Lab books are another type of notebook. Lab books are supposed to be a scientists notes for their experiments and discoveries. They showed progress, evolution of thought and ideas, and ultimately provided a recipe for others to reproduce their results. That is how my “notes” are today, although they are digital rather than notebook form. But that is not how I was taught to keep a lab book in college. In college, the implication in my chemistry and physics classes was that you had two lab books. One for your raw notes, the other one, a “cleaned up” version that you turned in for grades. I could never afford two so I always turned in my messy, raw notes.

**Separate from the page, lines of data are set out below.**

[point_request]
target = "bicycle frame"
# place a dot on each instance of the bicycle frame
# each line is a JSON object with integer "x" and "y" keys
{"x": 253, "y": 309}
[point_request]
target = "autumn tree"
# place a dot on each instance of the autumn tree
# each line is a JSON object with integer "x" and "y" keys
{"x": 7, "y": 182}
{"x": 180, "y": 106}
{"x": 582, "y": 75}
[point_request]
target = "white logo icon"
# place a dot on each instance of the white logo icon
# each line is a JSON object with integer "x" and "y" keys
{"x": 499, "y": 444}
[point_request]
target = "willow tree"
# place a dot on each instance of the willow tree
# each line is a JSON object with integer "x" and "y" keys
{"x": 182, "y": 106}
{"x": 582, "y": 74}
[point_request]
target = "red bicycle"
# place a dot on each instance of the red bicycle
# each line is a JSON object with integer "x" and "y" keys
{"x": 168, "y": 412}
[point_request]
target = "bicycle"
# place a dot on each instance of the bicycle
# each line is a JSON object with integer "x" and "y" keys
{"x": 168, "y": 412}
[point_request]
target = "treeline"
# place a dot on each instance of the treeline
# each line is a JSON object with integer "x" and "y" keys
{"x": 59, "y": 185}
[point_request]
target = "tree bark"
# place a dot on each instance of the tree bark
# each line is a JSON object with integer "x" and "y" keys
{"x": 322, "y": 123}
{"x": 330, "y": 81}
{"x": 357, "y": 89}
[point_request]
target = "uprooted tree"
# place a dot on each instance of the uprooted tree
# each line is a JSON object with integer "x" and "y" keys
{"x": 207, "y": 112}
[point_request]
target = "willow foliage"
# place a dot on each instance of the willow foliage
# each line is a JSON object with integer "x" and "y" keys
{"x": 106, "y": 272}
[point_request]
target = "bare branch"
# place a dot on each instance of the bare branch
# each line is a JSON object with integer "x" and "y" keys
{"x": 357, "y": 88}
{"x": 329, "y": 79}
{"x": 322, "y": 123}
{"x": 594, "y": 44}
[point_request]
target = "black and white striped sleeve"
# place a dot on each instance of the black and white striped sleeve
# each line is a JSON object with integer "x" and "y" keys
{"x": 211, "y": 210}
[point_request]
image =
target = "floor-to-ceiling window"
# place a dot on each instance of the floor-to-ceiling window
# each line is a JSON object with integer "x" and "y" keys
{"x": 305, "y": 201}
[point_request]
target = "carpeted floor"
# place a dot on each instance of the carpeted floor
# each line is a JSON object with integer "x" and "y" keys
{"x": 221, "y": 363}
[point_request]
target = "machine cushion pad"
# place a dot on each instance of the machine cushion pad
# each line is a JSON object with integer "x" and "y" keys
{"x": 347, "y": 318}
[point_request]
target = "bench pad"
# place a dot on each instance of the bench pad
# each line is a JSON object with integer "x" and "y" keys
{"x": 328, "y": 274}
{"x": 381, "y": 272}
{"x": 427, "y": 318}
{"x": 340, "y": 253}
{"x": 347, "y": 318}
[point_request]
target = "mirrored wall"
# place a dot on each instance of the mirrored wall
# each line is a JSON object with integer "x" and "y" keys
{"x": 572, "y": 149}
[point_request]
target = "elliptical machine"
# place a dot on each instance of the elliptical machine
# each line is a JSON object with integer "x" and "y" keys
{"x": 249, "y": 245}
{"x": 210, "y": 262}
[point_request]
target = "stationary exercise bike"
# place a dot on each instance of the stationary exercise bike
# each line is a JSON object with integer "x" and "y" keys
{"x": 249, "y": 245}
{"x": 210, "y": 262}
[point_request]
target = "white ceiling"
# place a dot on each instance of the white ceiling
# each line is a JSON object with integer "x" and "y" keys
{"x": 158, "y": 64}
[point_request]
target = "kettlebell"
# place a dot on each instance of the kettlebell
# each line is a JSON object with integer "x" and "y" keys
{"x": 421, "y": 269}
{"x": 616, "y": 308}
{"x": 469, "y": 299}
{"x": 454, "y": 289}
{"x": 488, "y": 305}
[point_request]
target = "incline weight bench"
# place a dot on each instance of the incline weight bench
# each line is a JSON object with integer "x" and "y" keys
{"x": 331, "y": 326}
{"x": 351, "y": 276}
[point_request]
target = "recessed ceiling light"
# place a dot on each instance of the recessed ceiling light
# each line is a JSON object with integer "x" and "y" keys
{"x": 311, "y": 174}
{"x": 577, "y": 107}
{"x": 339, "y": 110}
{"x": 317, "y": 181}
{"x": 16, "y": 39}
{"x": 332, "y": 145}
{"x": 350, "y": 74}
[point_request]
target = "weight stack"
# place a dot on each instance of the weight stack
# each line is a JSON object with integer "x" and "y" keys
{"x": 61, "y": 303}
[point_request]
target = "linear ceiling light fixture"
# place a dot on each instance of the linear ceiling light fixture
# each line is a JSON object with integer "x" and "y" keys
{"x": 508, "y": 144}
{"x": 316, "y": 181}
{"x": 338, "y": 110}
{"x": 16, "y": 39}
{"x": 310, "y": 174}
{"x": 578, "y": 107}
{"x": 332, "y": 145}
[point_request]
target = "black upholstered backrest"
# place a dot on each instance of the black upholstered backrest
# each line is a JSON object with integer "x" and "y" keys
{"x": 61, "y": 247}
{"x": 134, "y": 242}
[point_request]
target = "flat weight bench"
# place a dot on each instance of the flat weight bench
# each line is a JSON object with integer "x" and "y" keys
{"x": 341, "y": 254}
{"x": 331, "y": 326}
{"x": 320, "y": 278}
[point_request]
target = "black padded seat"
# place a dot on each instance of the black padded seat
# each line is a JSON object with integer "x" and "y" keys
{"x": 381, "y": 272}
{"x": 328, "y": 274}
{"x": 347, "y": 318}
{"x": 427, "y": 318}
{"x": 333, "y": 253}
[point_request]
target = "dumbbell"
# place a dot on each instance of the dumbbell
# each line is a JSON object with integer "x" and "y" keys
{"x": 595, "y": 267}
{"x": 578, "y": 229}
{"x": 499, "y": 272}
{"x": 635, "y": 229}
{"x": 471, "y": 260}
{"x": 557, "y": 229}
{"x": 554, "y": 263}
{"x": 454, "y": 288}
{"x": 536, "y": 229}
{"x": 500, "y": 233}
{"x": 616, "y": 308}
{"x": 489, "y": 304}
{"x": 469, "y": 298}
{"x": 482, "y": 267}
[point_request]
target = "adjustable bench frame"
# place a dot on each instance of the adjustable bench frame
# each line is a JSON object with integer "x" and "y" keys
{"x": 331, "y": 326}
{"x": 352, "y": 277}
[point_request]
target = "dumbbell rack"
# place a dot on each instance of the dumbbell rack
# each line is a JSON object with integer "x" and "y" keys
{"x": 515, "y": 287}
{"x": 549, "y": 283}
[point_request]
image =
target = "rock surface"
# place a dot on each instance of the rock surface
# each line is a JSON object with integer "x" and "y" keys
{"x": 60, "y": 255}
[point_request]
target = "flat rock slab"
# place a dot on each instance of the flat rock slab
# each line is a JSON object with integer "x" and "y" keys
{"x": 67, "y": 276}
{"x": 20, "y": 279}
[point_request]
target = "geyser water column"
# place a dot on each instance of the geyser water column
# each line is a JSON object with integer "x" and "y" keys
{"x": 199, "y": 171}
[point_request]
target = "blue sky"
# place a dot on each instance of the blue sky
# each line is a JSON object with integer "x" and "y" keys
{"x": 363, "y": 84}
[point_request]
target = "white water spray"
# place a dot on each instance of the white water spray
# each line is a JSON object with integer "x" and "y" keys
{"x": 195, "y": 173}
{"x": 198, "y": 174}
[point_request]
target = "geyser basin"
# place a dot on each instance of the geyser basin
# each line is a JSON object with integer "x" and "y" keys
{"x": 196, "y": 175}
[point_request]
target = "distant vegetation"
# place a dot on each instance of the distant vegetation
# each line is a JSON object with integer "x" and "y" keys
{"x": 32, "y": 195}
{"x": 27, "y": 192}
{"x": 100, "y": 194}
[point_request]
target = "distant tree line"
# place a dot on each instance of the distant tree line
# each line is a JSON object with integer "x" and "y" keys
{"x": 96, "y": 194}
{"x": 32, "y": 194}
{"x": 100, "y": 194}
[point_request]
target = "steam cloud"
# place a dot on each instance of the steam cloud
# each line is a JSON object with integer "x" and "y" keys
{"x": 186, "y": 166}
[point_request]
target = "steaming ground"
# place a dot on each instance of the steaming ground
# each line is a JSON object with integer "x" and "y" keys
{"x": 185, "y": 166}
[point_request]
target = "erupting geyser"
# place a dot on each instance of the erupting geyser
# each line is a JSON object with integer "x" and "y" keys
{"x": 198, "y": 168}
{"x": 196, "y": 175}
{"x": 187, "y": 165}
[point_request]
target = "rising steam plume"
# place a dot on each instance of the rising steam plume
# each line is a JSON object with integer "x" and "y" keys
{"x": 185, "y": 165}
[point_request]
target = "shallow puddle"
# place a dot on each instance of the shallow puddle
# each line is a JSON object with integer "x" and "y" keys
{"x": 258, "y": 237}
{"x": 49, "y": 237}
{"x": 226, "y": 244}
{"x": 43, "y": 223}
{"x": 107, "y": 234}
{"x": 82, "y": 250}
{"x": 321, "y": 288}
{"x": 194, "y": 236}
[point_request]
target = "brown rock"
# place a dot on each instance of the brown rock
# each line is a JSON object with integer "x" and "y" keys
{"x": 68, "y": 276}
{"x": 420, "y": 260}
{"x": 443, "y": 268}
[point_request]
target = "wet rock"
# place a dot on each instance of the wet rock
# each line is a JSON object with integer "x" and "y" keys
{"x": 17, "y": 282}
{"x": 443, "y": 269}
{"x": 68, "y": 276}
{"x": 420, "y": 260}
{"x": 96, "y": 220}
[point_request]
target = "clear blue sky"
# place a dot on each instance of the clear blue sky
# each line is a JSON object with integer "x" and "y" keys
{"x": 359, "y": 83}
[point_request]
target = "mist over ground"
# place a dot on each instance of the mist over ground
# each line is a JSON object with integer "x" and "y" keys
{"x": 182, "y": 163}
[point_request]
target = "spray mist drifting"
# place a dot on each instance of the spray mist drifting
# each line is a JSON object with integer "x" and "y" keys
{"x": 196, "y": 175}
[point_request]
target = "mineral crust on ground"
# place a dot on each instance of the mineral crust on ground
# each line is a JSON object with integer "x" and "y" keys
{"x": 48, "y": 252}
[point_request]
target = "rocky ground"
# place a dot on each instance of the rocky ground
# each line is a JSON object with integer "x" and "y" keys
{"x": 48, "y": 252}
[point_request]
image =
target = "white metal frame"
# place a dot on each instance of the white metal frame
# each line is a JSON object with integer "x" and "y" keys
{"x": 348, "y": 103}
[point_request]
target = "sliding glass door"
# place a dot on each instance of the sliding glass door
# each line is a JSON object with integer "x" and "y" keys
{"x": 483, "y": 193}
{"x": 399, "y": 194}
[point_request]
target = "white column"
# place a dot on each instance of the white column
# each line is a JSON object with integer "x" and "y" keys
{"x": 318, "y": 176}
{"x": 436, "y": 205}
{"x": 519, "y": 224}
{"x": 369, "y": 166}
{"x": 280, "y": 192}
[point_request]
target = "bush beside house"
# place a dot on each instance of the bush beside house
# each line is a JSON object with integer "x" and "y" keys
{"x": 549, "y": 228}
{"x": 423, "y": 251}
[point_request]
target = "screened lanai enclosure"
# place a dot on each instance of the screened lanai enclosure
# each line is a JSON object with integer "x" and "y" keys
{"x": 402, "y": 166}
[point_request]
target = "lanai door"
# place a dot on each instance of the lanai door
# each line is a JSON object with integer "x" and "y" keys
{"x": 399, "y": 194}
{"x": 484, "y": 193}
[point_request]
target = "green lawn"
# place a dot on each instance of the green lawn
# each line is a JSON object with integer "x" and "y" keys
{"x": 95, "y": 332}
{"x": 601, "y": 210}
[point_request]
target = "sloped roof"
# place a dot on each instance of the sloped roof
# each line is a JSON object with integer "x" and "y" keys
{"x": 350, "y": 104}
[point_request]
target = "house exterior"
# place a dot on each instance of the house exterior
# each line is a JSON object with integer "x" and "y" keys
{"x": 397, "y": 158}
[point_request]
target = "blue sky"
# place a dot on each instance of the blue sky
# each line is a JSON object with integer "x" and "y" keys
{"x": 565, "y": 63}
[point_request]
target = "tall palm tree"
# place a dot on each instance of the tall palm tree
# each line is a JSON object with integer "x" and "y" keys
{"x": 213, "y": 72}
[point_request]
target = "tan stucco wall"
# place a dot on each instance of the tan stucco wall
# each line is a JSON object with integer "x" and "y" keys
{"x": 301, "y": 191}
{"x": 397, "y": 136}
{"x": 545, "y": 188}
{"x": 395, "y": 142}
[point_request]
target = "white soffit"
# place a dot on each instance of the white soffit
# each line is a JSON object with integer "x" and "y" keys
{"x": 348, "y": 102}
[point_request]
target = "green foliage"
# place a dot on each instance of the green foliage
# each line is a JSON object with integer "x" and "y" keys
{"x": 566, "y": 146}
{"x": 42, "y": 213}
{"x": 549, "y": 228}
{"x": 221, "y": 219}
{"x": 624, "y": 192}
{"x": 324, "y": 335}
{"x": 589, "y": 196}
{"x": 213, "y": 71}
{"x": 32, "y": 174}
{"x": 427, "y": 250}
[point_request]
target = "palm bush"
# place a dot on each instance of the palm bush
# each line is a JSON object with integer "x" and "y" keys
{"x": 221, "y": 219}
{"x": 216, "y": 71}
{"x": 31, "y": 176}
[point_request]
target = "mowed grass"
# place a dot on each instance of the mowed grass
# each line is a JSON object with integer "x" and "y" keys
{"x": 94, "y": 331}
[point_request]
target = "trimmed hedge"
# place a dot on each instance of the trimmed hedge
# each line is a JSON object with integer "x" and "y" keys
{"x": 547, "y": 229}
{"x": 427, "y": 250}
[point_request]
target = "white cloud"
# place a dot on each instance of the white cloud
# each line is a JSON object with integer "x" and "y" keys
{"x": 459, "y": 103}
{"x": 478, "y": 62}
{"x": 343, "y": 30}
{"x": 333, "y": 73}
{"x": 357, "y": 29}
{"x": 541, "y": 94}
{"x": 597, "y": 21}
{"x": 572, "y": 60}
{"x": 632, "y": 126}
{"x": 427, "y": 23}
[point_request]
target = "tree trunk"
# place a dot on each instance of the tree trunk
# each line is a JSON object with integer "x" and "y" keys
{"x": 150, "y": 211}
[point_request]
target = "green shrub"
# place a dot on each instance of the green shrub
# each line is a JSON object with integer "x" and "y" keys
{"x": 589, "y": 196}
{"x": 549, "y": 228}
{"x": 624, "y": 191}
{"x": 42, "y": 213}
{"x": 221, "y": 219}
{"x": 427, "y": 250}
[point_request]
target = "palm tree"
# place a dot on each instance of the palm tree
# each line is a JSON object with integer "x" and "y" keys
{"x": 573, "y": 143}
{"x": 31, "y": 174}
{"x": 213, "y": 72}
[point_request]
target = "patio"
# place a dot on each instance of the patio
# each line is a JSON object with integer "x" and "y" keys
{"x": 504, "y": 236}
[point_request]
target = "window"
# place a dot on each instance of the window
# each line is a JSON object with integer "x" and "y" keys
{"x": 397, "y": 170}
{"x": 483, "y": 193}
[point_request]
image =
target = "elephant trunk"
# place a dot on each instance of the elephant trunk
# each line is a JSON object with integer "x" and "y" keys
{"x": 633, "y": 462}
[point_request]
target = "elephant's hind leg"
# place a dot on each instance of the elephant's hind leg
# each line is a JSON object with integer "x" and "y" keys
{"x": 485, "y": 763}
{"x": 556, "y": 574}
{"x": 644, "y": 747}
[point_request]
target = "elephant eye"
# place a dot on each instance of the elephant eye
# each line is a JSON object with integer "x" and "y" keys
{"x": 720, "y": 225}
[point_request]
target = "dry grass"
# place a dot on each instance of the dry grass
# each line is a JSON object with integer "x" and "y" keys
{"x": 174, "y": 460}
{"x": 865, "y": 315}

A commonplace book is perhaps the most interesting of these forms of recording, and yet Merriam-Webster gives it the shortest shrift: “A book of memorabilia.” I first learned about commonplace books reading a biography of Thomas Jefferson. Back in his time, a commonplace book was a kind of learning tool. He recorded passages from his readings in the book, along with his own notes. It seems like another valuable learning tool that I was never taught in any of my formal schooling. You don’t hear much about commonplace books these days, although there was recently an article about digital commonplace books in the New York Times.
Today, instead of diaries and journals and commonplace books, we have blogs and Twitter and Facebook. And yet I keep thinking about something Walter Isaacson wrote in his biography of Leonardo da Vinci:
HIs mind, I think, is best revealed in the more than 7,200 pages of his notes and scribbles that, miraculously, survive to this day. Paper, turns out to be a superb information-storage technology, still readable after five hundred years, which our own tweets likely won’t be.
If I’d had a commonplace book, I might have copied this passage into it, instead of just highlighting it in the book.